O que evitar e o que acrescentar
Embora os dados não permitam afirmar que a redução do consumo destes alimentos e bebidas diminua o risco de doenças, sugerem que a redução é uma boa ideia, defende Song.
Uma abordagem sensata é seguir uma dieta variada e equilibrada que evite o excesso, propõe Kuhnle.
Isso significa que as pessoas que bebem muitas bebidas açucaradas devem reduzir o consumo. Também pode ser útil evitar quantidades excessivas de carnes processadas e evitar gorduras hidrogenadas sempre que possível – embora estas já não sejam tão comuns como antigamente, diz.
“O objetivo não deve ser a perfeição, mas sim um padrão alimentar saudável e sensato que permita espaço para o prazer”, considera Kuhnle.

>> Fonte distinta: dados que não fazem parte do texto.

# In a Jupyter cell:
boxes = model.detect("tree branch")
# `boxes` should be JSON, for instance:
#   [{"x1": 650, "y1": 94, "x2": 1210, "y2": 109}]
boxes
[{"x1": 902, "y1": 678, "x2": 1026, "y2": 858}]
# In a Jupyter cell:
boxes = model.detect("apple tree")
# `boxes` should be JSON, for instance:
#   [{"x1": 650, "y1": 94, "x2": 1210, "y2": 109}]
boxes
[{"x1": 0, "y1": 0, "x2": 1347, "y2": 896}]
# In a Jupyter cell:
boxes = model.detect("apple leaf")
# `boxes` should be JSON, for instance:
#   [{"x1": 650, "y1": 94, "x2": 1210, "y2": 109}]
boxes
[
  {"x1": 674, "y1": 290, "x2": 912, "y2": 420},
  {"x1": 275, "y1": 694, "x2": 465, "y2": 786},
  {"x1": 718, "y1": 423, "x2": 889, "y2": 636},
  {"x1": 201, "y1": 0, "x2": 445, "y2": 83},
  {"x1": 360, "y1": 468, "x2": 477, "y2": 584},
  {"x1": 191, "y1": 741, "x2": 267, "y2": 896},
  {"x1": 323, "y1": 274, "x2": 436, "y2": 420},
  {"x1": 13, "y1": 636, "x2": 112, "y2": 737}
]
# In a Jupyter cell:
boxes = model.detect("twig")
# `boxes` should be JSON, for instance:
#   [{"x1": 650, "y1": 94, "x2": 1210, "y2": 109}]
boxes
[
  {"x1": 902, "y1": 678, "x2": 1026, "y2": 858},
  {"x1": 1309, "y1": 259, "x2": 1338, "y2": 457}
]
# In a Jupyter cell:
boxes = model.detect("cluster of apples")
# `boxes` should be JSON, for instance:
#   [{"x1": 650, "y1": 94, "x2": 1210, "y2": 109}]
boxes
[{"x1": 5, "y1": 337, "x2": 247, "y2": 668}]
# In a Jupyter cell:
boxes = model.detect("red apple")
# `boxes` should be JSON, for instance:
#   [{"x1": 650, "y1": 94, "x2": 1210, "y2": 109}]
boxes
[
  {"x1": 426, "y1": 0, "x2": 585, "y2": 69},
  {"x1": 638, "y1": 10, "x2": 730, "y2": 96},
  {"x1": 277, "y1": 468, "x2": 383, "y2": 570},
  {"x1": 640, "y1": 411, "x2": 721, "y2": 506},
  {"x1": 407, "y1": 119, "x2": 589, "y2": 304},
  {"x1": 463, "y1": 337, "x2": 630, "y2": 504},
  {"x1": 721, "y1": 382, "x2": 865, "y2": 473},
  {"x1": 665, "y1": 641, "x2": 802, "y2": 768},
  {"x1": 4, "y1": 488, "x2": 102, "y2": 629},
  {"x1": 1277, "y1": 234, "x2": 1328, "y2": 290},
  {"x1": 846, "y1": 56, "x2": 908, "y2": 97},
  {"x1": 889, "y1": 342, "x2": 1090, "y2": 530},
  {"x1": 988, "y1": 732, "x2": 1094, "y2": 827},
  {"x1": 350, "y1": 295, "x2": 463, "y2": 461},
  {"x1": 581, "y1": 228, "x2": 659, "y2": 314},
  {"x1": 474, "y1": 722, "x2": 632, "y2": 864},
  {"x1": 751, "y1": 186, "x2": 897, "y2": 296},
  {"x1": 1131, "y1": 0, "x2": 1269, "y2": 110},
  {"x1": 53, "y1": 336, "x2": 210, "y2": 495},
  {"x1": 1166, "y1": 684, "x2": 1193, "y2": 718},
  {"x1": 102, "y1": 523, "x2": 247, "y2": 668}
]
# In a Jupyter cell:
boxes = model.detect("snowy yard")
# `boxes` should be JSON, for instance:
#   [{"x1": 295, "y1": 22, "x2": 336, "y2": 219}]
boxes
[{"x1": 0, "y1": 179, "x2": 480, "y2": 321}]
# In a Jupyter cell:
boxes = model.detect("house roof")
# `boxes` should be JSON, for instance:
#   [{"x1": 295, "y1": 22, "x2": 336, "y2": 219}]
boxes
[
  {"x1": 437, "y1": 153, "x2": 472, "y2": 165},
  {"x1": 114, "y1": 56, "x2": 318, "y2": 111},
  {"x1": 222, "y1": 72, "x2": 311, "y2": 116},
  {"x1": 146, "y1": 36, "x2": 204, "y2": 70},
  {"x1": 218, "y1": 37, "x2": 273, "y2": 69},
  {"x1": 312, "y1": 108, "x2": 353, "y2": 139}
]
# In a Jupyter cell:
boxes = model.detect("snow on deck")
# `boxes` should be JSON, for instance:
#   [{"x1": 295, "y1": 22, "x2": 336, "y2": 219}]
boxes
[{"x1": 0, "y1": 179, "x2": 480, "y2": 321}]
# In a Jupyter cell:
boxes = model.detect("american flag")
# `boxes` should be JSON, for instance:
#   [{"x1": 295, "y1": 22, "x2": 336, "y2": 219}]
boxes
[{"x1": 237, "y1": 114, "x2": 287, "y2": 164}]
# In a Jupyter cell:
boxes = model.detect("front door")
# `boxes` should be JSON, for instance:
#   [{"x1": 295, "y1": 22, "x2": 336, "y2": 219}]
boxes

Uma boa dieta não se resume apenas ao que deve ser evitado. Também é importante obter bons nutrientes, afirma Forouhi. “A investigação mais alargada mostrou-nos que os padrões alimentares gerais que incluem um maior consumo de fruta e legumes, cereais integrais, leguminosas, frutos secos e produtos lácteos fermentados como o iogurte são bons para a saúde e para a longevidade.”
“O meu conselho geral: não entrem em pânico”, diz Kuhnle. “Os alimentos não são apenas (uma) fonte de nutrientes – desempenham um papel central na cultura, no prazer, na vida familiar e na ligação social. Reduzi-la apenas a uma lista de riscos para a saúde faz-nos perder a visão global.”